A Perpignan, tout semble bon, même sacrifier l’avenir, pour rembourser des dettes pharaoniques

A Perpignan, pour rembourser ses dettes pharaoniques, notre édile actuel réduit les investissements à la portion congrue.

Communiqué de Bruno Lemaire, professeur émérite HEC, colistier de « Perpignan ensemble avec Louis Aliot »

Nous avions déjà signalé les promesses non tenues du clan qui tient les rênes de Perpignan depuis plus d’un demi-siècle. C’est ainsi que dans une alliance parfois un peu contre-nature, le maire actuel et son adjoint aux finances – couple symétrique  de l’ancien maire et de son ancien adjoint aux finances – nous proposent dans leur budget initial, et ce depuis des années, des investissements culminant entre 138 et 157 millions d’euros, qui ne se montent plus, en définitive, qu’à la moitié de ces montants.

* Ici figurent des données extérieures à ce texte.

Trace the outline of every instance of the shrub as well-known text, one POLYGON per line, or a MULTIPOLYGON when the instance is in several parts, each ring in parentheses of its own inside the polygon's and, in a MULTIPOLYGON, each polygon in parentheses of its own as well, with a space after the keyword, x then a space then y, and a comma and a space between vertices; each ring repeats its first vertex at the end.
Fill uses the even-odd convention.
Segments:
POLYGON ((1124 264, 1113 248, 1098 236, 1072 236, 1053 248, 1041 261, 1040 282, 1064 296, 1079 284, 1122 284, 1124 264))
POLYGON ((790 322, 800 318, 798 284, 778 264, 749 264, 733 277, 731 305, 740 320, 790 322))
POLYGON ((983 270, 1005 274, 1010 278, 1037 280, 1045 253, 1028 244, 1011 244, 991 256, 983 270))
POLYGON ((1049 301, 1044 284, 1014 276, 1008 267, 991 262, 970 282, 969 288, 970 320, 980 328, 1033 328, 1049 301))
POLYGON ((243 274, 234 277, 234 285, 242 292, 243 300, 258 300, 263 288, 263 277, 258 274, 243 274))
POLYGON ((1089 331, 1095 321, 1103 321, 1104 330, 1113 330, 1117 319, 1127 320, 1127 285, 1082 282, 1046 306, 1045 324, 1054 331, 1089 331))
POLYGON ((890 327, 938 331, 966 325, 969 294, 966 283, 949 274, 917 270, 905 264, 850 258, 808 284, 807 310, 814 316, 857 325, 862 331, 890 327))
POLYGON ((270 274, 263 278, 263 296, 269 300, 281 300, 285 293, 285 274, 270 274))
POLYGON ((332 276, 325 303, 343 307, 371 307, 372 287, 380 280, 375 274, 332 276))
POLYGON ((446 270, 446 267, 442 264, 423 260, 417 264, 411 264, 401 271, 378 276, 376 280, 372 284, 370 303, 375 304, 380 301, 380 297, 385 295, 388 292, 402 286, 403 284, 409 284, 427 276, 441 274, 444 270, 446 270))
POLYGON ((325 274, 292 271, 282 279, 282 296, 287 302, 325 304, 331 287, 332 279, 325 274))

Il est vrai que les promesses, électorales ou budgétaires, ne semblent engager que ceux qui y croient : mais une telle différence mériterait à vrai dire de figurer, sinon dans le livre des records, du moins dans les compte rendus de la cour régionale des comptes.

Plus fort encore, si l’on peut dire. Une simple analyse permet de constater que les investissements ont connu une érosion certaine depuis 5 ans, si l’on ramène les dépenses correspondantes – les dépenses réalisées,  pas celles promises  en début d’exercice budgétaire –  au montant des dépenses de fonctionnement.

C’est ainsi qu’alors que les dépenses d’investissement représentaient près de 48% des dépenses de fonctionnement en 2008-2009, elles ne représentent plus qu’un très modeste 38% en 2012.  Si l’on ajoute à cette diminution tendancielle le fait que la municipalité actuelle s’enorgueillit d’avoir fait diminuer de quelques millions une dette qui reste pharaonique, on ne peut qu’être inquiet sur l’évolution de notre patrimoine. Les investissements étant censés être faits pour le futur, contrairement aux frais de fonctionnement, une telle diminution ne peut qu’inciter les perpignanais à s’interroger sur leur avenir, si l’équipe actuelle restait aux manettes six ans de plus.